Front, Back, and Other Buffers
OpenGL stores and manipulates pixel data in a framebuffer. The framebuffer consists of a set of logical buffers: color, depth, accumulation, and stencil buffers. The color buffer itself consists of a set of logical buffers; this set can include a front-left, a front-right, a back-left, a back-right, and some number of auxiliary buffers. A particular pixel format or OpenGL implementation may not supply all of these buffers. For example, the current version of Microsoft's implementation of OpenGL in Windows NT/2000 and Windows 95/98 does not support stereoscopic images, so a pixel format cannot have left and right color buffers. In addition, the current version does not support auxiliary buffers. For more information on OpenGL buffers and the OpenGL functions that operate on them, see the OpenGL Reference Manual and the OpenGL Programming Guide.
Microsoft's implementation of OpenGL inWindows NT/2000 and Windows 95/98 supports double buffering of images.

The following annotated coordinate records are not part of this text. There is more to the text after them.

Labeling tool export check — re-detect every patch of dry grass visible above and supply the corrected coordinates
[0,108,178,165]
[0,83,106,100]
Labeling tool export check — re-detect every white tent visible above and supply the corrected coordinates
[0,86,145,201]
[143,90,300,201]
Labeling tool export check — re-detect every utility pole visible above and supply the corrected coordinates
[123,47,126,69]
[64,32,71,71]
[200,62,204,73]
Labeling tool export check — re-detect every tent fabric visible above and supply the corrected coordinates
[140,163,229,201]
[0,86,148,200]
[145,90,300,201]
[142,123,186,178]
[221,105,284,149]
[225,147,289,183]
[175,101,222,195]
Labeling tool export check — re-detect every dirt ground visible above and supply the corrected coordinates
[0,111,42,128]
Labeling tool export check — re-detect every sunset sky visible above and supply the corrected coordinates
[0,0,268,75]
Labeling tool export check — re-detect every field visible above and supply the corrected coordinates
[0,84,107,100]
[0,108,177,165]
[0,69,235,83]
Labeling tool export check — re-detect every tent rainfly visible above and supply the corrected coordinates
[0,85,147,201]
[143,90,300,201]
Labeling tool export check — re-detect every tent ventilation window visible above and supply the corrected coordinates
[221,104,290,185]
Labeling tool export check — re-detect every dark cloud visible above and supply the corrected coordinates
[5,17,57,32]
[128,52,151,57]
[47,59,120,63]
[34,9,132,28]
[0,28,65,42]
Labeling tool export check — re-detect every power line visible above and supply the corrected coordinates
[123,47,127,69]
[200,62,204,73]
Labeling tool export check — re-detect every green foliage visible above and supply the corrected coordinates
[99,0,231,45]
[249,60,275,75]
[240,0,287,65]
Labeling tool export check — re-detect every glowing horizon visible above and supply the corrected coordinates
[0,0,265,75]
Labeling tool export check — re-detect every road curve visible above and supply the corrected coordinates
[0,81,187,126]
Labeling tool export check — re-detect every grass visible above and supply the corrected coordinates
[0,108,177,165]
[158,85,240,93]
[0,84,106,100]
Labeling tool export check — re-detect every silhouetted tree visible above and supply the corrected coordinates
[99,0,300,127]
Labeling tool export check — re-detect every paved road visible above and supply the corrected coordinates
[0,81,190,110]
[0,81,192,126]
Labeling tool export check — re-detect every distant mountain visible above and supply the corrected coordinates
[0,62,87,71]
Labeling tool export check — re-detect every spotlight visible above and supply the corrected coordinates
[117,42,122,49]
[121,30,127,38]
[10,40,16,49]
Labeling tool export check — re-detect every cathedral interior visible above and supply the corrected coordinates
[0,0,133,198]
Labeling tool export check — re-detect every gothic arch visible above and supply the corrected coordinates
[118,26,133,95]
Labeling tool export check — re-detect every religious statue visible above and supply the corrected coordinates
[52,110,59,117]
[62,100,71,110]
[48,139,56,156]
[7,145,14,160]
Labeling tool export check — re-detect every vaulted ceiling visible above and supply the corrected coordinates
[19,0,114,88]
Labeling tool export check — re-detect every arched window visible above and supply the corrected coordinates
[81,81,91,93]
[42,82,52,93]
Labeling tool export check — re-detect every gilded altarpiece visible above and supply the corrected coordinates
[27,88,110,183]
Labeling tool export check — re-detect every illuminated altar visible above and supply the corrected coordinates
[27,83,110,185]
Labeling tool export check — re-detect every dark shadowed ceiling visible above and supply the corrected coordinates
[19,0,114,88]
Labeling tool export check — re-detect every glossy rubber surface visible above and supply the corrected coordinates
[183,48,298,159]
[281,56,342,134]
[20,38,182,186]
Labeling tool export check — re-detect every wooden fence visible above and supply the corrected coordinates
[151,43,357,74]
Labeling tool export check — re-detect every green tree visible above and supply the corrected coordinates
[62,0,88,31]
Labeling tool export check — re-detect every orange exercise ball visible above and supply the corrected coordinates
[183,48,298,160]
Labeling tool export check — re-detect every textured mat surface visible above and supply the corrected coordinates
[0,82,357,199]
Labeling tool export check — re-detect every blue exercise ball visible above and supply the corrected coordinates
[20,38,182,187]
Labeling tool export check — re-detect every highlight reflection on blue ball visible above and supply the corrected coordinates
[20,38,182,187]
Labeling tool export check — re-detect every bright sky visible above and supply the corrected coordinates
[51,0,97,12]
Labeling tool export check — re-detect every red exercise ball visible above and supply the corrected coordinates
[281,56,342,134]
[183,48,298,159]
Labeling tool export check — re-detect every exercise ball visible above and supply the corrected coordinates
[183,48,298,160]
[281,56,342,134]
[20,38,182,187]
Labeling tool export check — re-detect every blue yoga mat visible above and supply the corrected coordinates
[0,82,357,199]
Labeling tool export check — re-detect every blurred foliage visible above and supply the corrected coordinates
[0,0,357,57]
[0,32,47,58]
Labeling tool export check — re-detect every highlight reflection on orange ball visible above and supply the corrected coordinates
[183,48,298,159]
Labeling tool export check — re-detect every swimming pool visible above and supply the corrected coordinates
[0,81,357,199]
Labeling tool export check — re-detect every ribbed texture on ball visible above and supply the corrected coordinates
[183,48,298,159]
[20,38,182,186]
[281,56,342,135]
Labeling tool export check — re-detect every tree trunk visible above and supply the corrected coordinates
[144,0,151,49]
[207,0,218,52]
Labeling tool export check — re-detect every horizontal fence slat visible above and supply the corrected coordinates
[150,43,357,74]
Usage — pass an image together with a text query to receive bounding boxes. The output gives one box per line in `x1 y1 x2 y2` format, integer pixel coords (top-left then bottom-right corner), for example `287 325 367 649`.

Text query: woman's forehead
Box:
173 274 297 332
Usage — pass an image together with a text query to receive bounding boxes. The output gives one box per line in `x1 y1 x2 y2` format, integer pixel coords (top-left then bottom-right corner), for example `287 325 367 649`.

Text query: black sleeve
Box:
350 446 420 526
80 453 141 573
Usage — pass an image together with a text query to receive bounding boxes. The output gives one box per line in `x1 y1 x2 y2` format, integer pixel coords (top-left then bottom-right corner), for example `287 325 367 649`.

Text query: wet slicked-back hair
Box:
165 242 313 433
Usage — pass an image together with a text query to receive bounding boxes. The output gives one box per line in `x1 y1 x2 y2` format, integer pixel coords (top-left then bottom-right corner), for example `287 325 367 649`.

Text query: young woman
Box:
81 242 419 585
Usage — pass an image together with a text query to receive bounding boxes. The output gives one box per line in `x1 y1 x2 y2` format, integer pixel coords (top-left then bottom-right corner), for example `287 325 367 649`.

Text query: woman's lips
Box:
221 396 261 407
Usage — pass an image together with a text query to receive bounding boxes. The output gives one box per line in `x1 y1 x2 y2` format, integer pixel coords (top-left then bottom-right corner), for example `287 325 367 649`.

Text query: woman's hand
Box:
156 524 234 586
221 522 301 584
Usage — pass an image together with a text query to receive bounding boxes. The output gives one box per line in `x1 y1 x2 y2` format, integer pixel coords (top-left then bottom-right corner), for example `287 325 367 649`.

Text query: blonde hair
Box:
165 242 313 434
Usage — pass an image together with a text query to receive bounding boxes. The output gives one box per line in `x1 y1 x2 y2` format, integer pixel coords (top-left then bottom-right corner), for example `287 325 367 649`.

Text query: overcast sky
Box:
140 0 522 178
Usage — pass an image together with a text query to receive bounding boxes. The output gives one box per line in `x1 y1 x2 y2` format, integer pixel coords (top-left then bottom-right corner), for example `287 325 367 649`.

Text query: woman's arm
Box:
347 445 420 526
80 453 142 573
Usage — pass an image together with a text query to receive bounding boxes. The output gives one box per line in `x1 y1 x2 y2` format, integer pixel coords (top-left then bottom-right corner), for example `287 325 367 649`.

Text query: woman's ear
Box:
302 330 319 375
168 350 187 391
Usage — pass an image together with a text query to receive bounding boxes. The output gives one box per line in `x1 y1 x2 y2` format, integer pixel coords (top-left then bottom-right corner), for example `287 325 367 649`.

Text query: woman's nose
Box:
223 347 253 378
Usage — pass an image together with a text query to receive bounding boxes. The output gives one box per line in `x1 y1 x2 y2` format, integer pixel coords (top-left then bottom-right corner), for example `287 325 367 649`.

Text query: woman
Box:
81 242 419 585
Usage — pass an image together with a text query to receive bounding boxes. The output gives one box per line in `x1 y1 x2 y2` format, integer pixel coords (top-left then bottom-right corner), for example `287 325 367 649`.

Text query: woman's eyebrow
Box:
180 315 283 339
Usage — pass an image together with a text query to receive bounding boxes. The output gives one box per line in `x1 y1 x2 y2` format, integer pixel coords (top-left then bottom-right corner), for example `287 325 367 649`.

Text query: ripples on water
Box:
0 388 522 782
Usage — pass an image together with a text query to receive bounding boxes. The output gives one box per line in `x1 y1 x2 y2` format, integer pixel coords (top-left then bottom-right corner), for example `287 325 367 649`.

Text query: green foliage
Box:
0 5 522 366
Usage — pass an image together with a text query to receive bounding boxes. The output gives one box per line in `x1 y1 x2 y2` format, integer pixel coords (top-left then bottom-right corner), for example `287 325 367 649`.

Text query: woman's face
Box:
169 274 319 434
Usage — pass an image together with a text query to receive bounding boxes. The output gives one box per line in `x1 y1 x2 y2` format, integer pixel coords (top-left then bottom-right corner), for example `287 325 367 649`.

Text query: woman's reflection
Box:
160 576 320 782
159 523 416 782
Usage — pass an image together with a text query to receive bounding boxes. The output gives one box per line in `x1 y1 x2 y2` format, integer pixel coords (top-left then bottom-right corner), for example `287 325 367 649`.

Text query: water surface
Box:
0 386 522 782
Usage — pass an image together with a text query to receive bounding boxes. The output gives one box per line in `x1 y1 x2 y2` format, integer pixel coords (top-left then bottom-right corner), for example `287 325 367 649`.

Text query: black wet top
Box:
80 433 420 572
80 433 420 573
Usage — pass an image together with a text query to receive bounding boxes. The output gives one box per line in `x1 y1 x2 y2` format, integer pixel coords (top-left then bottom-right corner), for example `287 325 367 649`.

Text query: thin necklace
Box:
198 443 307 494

This is a technique in which an application draws pixels to an off-screen buffer, and then, when that image is ready for display, copies the contents of the off-screen buffer to an on-screen buffer. Double buffering enables smooth image changes, which are especially important for animated images.
Two color buffers are available to applications that use double buffering: a front buffer and a back buffer. By default, drawing commands are directed to the back buffer (the off-screen buffer), while the front buffer is displayed on the screen. When the off-screen buffer is ready for display, you call SwapBuffers, and Windows NT/2000 and Windows 95/98 copies the contents of the off-screen buffer to the on-screen buffer.
The generic implementation uses a device-independent bitmap (DIB) as the back buffer and the screen display as the front buffer. Hardware devices and their drivers may use different approaches.
The OpenGL core function, glDrawBuffer, selects buffers for writing and clearing.